From education to employment

Lively Minds in partnership with IFS one of ten finalists for LEGO foundation ‘Build a World of Play’ award

Lively Minds one of ten finalists for LEGO foundation ‘Build a World of Play’ award, Britta Augsburg and Sonya Krutikova

Lively Minds, in partnership with the Institute for Fiscal Studies and The Education Commission, is one of ten finalists out of 627 proposals for the LEGO foundation’s ‘Build a World of Play’ challenge.

The LEGO foundation’s initiative will award approximately 117 million USD to five organisations focused on solving the early childhood development crisis.

“It is an honour to have such strong acknowledgement of the potential of our team to take the Lively Minds program to scale, as well as of the work that we have already done to prove that it is effective and build evidence generation into the heart of the ongoing scaling process.”  

“Lively Minds’ commitment to being guided by rigorous evidence in the development of their program and scaling strategy sets a great example for the wider community of stakeholders engaged in ECCE policy and implementation. I look forward to continuing our long-standing collaboration and realising the potential of our work to transform approaches among global practitioners, policy-makers and researchers.”
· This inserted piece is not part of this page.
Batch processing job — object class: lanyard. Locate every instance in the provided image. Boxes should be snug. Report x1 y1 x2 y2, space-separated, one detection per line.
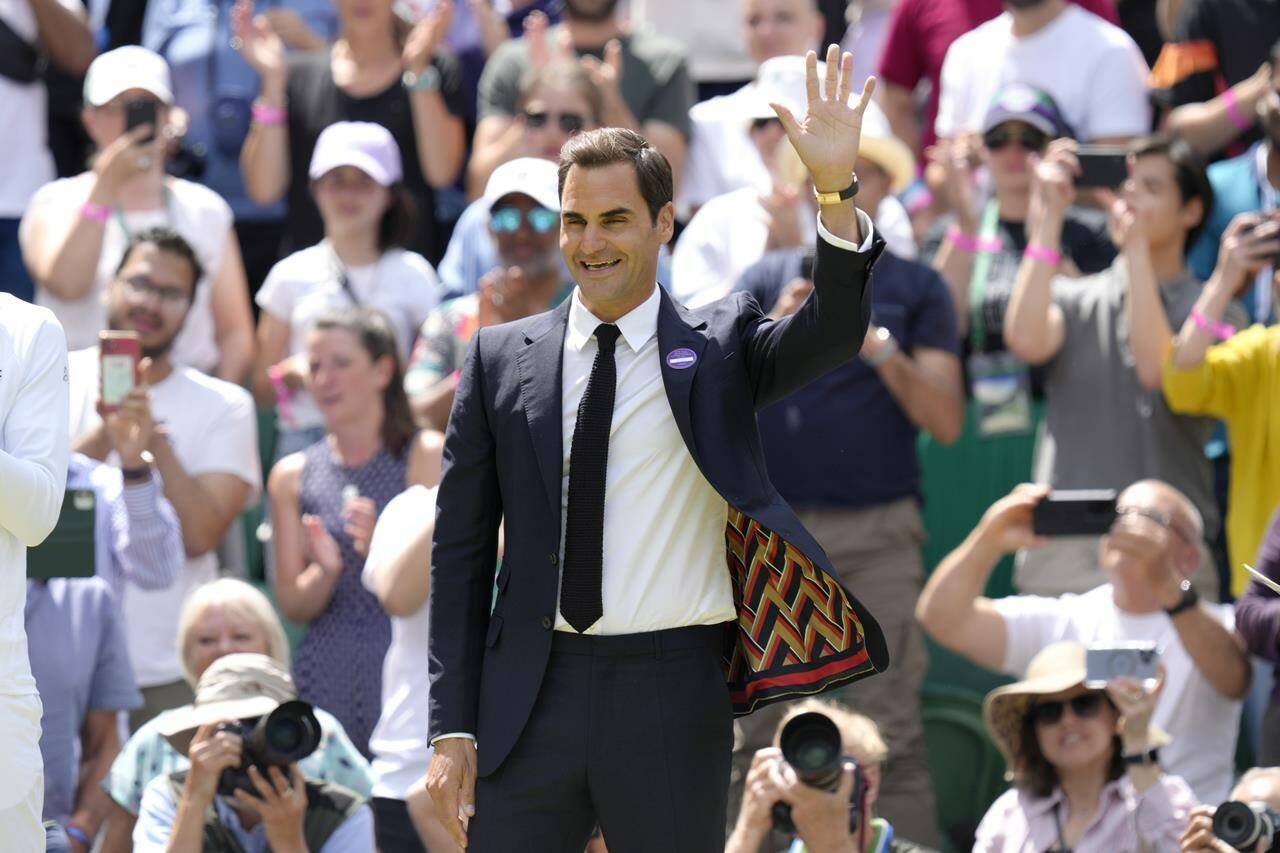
1253 142 1277 323
111 183 173 245
969 199 1004 352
Sonya Krutikova, IFS Deputy Research Director and University of Manchester

Lively Minds, a UK charity, runs a scalable model where illiterate parents in deprived rural communities are trained to run free educational Play Schemes in Ghana and Uganda. The Institute for Fiscal Studies found in its baseline study on over 2,500 parents in rural Ghana found that only 13% of parents had conducted any form of play or stimulating activity with their child in the past three days, and only one in three of 2,500 pre-schoolers surveyed could count three counters.

IFS’s Randomised Control Trial between 2017–2018, however, found that the Lively Minds programme significantly improves children’s cognitive skills by the equivalent of an extra year in school, enhances social skills and reduces malnutrition by 20%.

The LEGO Foundation will award five grants of 30 million and 15 million USD to support substantial contributions to the lives of young children and spark a global movement to prioritise early childhood development.